Peça cita acordos de R$ 1,63 milhão com a FDE e de R$ 380 mil com a Prefeitura de São Paulo e pede Relatório de Inteligência Financeira do Coaf.
O deputado federal Lindbergh Farias (PT-RJ), vice-líder do governo na Câmara, protocolou representação à Procuradoria-Geral da República pedindo a apuração de contratos firmados pelo Instituto Iter com órgãos públicos de São Paulo e, após diligências preliminares, a quebra dos sigilos bancário e fiscal da entidade, de sócios, dirigentes e pessoas jurídicas a eles vinculadas.
A peça, apresentada em 11 de setembro de 2026, é dirigida ao procurador-geral da República, Paulo Gonet. Segundo reportagem do Metrópoles publicada em 13 de setembro, a PGR avalia o pedido. Até a fechamento desta matéria, não havia nota pública da PGR confirmando o rito interno da análise.
O Instituto Iter foi fundado pelo ministro do Supremo Tribunal Federal André Mendonça. A representação destaca dois contratos por contratação direta: um de R$ 1,63 milhão com a Fundação para o Desenvolvimento da Educação (FDE), vinculada à Secretaria da Educação do Estado de São Paulo; outro de R$ 380 mil com a Prefeitura de São Paulo, por meio da Secretaria Executiva de Gestão e da Escola Municipal de Administração Pública.
Lindbergh afirma, no texto, que “não está atribuindo crime a quem quer que seja” e que “não se imputa conduta (delituosa) a magistrado”. Segundo o deputado, o que se aponta é “um conjunto de circunstâncias objetivamente verificáveis, todas extraídas de fontes públicas, que configura hipótese investigativa séria”.
O parlamentar pede que a PGR solicite ao Conselho de Controle de Atividades Financeiras (Coaf) um Relatório de Inteligência Financeira (RIF) sobre o Instituto Iter, “seus sócios e dirigentes à época dos fatos e as pessoas jurídicas a eles vinculadas”. Também requer à FDE e à Prefeitura de São Paulo os processos administrativos completos — justificativas de inexigibilidade, pesquisas de preços, pareceres jurídicos, produtos entregues e comprovantes de pagamento — e informações aos tribunais de contas estadual e municipal.
A representação questiona se a saída formal de Mendonça do quadro societário correspondou a uma ruptura econômica. O documento sustenta que alteração contratual arquivada não esclarece, por si, eventual permanência de pagamentos, remunerações, mútuos ou benefícios a sócios e ex-sócios.

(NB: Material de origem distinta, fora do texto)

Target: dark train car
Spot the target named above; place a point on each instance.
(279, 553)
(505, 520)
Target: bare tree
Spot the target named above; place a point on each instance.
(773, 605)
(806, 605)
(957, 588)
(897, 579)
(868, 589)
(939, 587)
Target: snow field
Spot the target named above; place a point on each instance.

Em 3 de setembro, dias antes do protocolo, o gabinete de Mendonça informou que o ministro deixou a sociedade do Iter, cedeu as próprias cotas e as da esposa, Janei Mendonça, “sem qualquer contrapartida financeira”, e que “jamais auferiu lucro do instituto”. A nota diz que a entidade será transformada em organização sem fins lucrativos e que o ministro permanecerá apenas como professor. O presidente do Iter, Victor Godoy Veiga, confirmou à época que não houve distribuição de lucros ou dividendos nos dois anos de atividade.
A assessoria do Instituto Iter foi procurada pela Folha sobre a representação e não respondeu. Até o fechamento, também não havia manifestação pública de Mendonça especificamente sobre o pedido enviado à PGR.
A contratação direta por inexigibilidade de licitação é modalidade prevista na Lei nº 14.133/2021 para hipóteses legais, entre elas serviços técnicos especializados de natureza intelectual. A existência dos contratos e o uso dessa modalidade estão descritos em fontes públicas; a legalidade de cada ajuste e o destino econômico dos recursos são exatamente o que a representação pede que se apure — e ainda não foram objeto de decisão da PGR nem de pronunciamento judicial.
A representação não substitui inquérito, denúncia ou condenação. Cabe à PGR decidir se instaura apuração, se requisita dados ao Coaf e à Receita e se, depois disso, formula eventual pedido de quebra de sigilo ao Supremo Tribunal Federal.